The reason for all this is that the whole process is a complete hack aimed at deceiving java tzar into doing what we want. There has been talk of adding a "dry run" option to tzar to properly do what this hack does, but so far, it's just talk. In the meantime, this hack works with little intervention on your part once it is set up for a given project. Note that if you prefer not to install this package and don't mind doing a bit more intervention every time you do a run, a simple procedure for doing that is explained later in this README under the heading "The basic idea behind the emulator".

... README from here on is not finished...

Most of it is old text from before the change to using the tzar_emulation.yaml file instead of hard-coding arguments to some functions.

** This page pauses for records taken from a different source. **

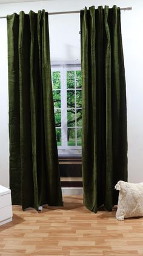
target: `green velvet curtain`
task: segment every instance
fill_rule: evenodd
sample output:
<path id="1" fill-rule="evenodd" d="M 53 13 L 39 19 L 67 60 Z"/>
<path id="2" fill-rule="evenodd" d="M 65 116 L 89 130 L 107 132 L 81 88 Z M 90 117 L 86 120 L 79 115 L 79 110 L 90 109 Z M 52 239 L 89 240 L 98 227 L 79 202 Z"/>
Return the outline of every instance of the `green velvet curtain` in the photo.
<path id="1" fill-rule="evenodd" d="M 127 179 L 127 107 L 120 9 L 81 11 L 84 202 L 96 212 L 117 204 Z"/>
<path id="2" fill-rule="evenodd" d="M 8 15 L 7 30 L 12 204 L 62 205 L 48 13 Z"/>

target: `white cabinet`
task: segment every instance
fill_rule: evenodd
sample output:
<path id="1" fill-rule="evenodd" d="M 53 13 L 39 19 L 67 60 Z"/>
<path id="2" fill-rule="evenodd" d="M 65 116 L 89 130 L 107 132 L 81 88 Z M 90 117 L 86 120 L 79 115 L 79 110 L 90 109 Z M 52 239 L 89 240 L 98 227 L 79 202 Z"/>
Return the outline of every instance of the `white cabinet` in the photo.
<path id="1" fill-rule="evenodd" d="M 11 190 L 0 185 L 0 226 L 12 220 Z"/>

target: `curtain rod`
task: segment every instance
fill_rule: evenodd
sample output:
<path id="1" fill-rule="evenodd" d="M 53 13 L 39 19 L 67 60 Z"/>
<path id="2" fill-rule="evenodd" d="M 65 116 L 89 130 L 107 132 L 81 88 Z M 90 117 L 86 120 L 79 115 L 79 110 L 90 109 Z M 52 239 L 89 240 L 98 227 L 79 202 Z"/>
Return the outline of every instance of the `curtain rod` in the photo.
<path id="1" fill-rule="evenodd" d="M 125 7 L 125 8 L 120 8 L 121 10 L 131 10 L 131 7 Z M 49 15 L 55 15 L 57 14 L 70 14 L 70 13 L 79 13 L 80 11 L 69 11 L 69 12 L 49 12 Z M 6 18 L 6 16 L 0 16 L 0 19 Z"/>

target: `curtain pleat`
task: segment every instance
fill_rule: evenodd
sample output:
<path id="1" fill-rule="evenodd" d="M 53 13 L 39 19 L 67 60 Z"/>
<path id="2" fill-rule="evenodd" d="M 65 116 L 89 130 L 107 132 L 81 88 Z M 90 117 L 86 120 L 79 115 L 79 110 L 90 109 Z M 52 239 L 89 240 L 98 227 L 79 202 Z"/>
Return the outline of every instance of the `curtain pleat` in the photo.
<path id="1" fill-rule="evenodd" d="M 96 212 L 117 204 L 127 180 L 125 79 L 120 9 L 81 11 L 84 202 Z"/>
<path id="2" fill-rule="evenodd" d="M 22 208 L 62 205 L 48 13 L 7 16 L 10 187 Z"/>

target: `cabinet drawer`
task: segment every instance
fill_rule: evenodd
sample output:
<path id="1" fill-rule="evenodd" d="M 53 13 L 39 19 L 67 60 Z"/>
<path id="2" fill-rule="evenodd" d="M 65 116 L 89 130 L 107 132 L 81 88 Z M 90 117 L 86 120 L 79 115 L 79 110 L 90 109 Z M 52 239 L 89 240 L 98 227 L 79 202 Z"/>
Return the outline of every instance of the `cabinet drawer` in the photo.
<path id="1" fill-rule="evenodd" d="M 0 196 L 0 210 L 1 208 L 10 205 L 12 205 L 10 193 Z"/>
<path id="2" fill-rule="evenodd" d="M 2 221 L 11 217 L 12 217 L 12 205 L 8 205 L 0 209 L 0 221 Z"/>

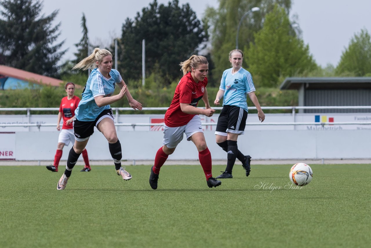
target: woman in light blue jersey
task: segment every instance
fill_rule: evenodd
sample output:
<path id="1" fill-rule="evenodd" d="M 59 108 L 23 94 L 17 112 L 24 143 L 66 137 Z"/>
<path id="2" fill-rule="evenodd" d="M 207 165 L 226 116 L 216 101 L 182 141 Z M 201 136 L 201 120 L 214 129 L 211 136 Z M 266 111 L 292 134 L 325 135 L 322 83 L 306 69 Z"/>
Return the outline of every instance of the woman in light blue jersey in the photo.
<path id="1" fill-rule="evenodd" d="M 256 107 L 257 116 L 261 122 L 265 116 L 255 94 L 255 88 L 251 74 L 242 68 L 243 53 L 235 49 L 229 52 L 229 62 L 232 68 L 223 73 L 219 91 L 214 103 L 219 105 L 223 98 L 223 108 L 218 119 L 215 132 L 217 144 L 227 152 L 227 167 L 225 171 L 216 178 L 232 178 L 232 169 L 236 159 L 242 162 L 246 176 L 250 173 L 251 157 L 245 156 L 237 146 L 239 135 L 244 133 L 247 117 L 247 95 Z"/>
<path id="2" fill-rule="evenodd" d="M 116 173 L 124 180 L 131 179 L 131 175 L 121 166 L 121 144 L 117 138 L 109 104 L 124 96 L 134 109 L 141 110 L 142 104 L 131 96 L 120 73 L 112 69 L 112 54 L 109 51 L 95 48 L 93 53 L 76 65 L 72 70 L 88 68 L 93 70 L 85 85 L 81 100 L 75 110 L 73 123 L 75 144 L 69 154 L 66 170 L 58 182 L 57 189 L 59 190 L 66 187 L 73 166 L 94 132 L 95 126 L 108 142 Z M 121 90 L 113 96 L 116 84 Z"/>

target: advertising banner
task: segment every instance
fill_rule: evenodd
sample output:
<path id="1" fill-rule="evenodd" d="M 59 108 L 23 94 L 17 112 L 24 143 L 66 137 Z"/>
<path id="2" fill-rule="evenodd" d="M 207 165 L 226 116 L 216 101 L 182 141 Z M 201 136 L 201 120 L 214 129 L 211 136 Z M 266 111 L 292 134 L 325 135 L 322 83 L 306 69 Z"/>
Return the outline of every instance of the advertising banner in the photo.
<path id="1" fill-rule="evenodd" d="M 16 133 L 0 132 L 0 160 L 16 159 Z"/>

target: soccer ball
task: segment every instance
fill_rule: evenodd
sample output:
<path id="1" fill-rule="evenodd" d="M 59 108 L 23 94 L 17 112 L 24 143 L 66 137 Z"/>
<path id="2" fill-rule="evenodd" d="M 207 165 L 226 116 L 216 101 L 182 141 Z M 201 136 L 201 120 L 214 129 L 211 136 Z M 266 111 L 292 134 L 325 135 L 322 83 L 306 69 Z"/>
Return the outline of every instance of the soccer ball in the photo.
<path id="1" fill-rule="evenodd" d="M 298 186 L 304 186 L 311 182 L 313 177 L 312 168 L 304 163 L 295 164 L 289 173 L 290 180 Z"/>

Tzar emulation is controlled by a separate yaml file where emulation options and parameters are stored. By default, this file is called tzar_emulation.yaml but you can specify any name you want.

blah blah blah

project.yaml must contain the following line in the base_params section: full_output_dir_with_slash: $$output_path$$

run_tzar() is the function that you call to do the work of running your code under tzar emulation, however, it's generally much less typing to do it using a helper function such as runt() that supplies all of your commonly used arguments for calling run_tzar().

runt() and tzar emulation inside a package being built

When tzar runs, it needs to find and run a file called model.R and that file is where you have some or all of your program's code or make calls to elements of that code. The only problem with this is that when R builds a package, it runs every ".R" file in the R directory of the package, on the assumption that these files contain function definitions rather than live code. Unfortunately, this includes the "model.R" file required by tzar. Since that code runs a model rather than defines a function, you don't want it to be called when R is building a package (e.g., when/if CRAN is building your package).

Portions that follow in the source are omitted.